Specifying Files to be Zipped / Unzipped
I tried to make the class interface as much like a generic list as possible. That being written, to add files to a zip file you use the Add()
method. Add()
will accept a string
or a generic list(Of string)
. You can pass it the path of a single file, or a folder in each entry. If you're passing a folder, you can also specify if you want this class to recourse sub-directories.
To get a list of entries in the zip file, use ListZipEntries()
. The ListZipEntries()
method doesn't return a list. Everything with this class happens off the UI thread. The list is returned in the callback. See above how to retrieve it.
To extract files from a zip, you call - you guessed it - Extract()
. The Extract()
method has three overloads: you can pass it a single string
containing the entry to be extracted and a target folder, a list(Of String)

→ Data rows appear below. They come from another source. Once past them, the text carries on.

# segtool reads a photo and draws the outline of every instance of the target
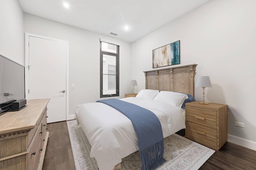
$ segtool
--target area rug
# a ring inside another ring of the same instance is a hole
[[[97,161],[90,157],[91,147],[76,121],[67,122],[76,169],[98,170]],[[215,151],[176,134],[165,138],[164,157],[166,162],[158,170],[197,170]],[[122,159],[121,170],[140,170],[138,151]]]

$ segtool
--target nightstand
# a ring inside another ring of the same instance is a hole
[[[186,103],[186,138],[218,150],[228,140],[228,105]]]
[[[136,97],[138,94],[126,94],[124,95],[124,97]]]

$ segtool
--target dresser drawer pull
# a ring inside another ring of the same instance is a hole
[[[205,120],[205,118],[204,117],[198,117],[198,116],[195,116],[195,117],[196,119],[199,119]]]
[[[205,134],[205,132],[201,132],[200,131],[199,131],[199,130],[195,130],[195,131],[196,131],[196,132],[197,133],[200,133],[200,134]]]

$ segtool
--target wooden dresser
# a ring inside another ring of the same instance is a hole
[[[126,94],[124,95],[124,97],[136,97],[137,95],[137,93]]]
[[[228,139],[228,106],[186,104],[186,137],[218,150]]]
[[[0,116],[0,170],[41,170],[49,132],[50,99],[28,100],[27,107]]]

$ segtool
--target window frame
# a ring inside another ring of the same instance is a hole
[[[110,97],[113,97],[119,96],[119,45],[107,42],[104,42],[100,41],[100,98]],[[102,43],[103,42],[105,43],[113,44],[116,45],[116,52],[117,53],[114,53],[108,51],[106,51],[102,50]],[[116,57],[116,94],[109,94],[107,95],[103,95],[103,54],[114,56]]]

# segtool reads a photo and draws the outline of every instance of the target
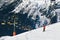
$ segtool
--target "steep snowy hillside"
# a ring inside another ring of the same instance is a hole
[[[1,37],[0,40],[60,40],[60,22],[46,26],[45,32],[42,30],[38,28],[12,37]]]

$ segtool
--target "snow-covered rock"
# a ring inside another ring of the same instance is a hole
[[[38,28],[12,37],[1,37],[0,40],[60,40],[59,26],[60,22],[46,26],[45,32]]]

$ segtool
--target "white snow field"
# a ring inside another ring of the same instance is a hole
[[[60,22],[46,26],[45,32],[42,27],[16,36],[1,37],[0,40],[60,40]]]

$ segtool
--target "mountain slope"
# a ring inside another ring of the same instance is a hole
[[[39,28],[13,37],[1,37],[0,40],[60,40],[60,22],[46,26],[45,32],[42,30]]]

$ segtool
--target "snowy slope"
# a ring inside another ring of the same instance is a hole
[[[60,40],[60,22],[46,26],[45,32],[42,30],[39,28],[13,37],[1,37],[0,40]]]

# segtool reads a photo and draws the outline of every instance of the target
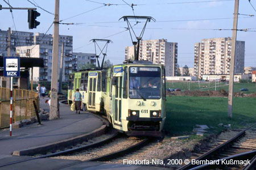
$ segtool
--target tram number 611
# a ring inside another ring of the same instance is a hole
[[[142,109],[141,110],[141,113],[147,113],[148,112],[148,111],[146,109]]]

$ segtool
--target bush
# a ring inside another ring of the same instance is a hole
[[[239,80],[239,82],[240,83],[251,83],[251,80],[241,80],[241,79],[240,79],[240,80]]]

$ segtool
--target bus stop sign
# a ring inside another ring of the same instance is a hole
[[[19,57],[3,57],[5,76],[19,77]]]

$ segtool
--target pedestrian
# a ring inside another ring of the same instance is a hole
[[[41,87],[40,87],[39,83],[38,83],[38,87],[36,87],[36,91],[38,91],[38,97],[39,97],[39,100],[40,100],[40,97],[41,95]]]
[[[74,99],[73,102],[75,102],[76,105],[76,113],[77,113],[77,110],[79,110],[79,114],[80,114],[80,109],[82,103],[82,95],[79,92],[79,89],[77,88],[76,90],[76,92],[74,95]]]
[[[42,84],[41,87],[41,94],[43,96],[43,99],[44,99],[44,96],[46,96],[46,88],[44,87],[44,84]]]

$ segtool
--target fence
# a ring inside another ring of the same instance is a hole
[[[0,129],[10,126],[10,93],[9,88],[0,88]],[[39,99],[37,92],[27,90],[13,89],[13,122],[35,116],[34,100],[39,109]]]

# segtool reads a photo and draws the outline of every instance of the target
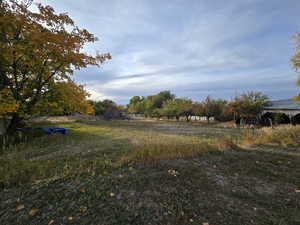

containing entries to be extracted and a target folder, or a List(Of ShortEntry)
and a string
containing the target folder.
A List(Of ShortEntry)
is what you get back when you call ListZipEntries(). ShortEntries are just structures containing the entry name, its size, and its index. Passing Extract()
a List(Of ShortEntry)
will improve performance.
But Isn't There More?
I'm sure you're aware that these libraries do more then just zip and unzip files. DotNetZip alone can create self extracting zip files, break zip files up into parts, and much more. I didn't try to wrap all the functionality of each library... it would have taken me forever - and remember, all I needed to start with was a way to quickly zip some files for my current project. If you want more functionality than this, you'll need to add it yourself.
Points of Interest
The relevance of these two libraries, and this article may actually be in question. As of .NET 4.5, Microsoft is including a ZipArchive
class as part of the framework. I had a quick look at it on MSDN, and as of this writing it isn't anywhere near as flexible as DotNetZip, though I'm sure that will change over time. What may keep these libraries relevant is superior performance and functionality that Microsoft doesn't offer, though I think this will put #ZipLib
out of the running as its compression performance isn't great and it seems to be abandoned by the developer.
I guess we'll see what happens.
History
- 08/04/2012 - Fixed a crash if the list zip entries button is clicked without a zip file selected
- 08/05/2012 - Rebuilt the project with option
explicit
and option strict
on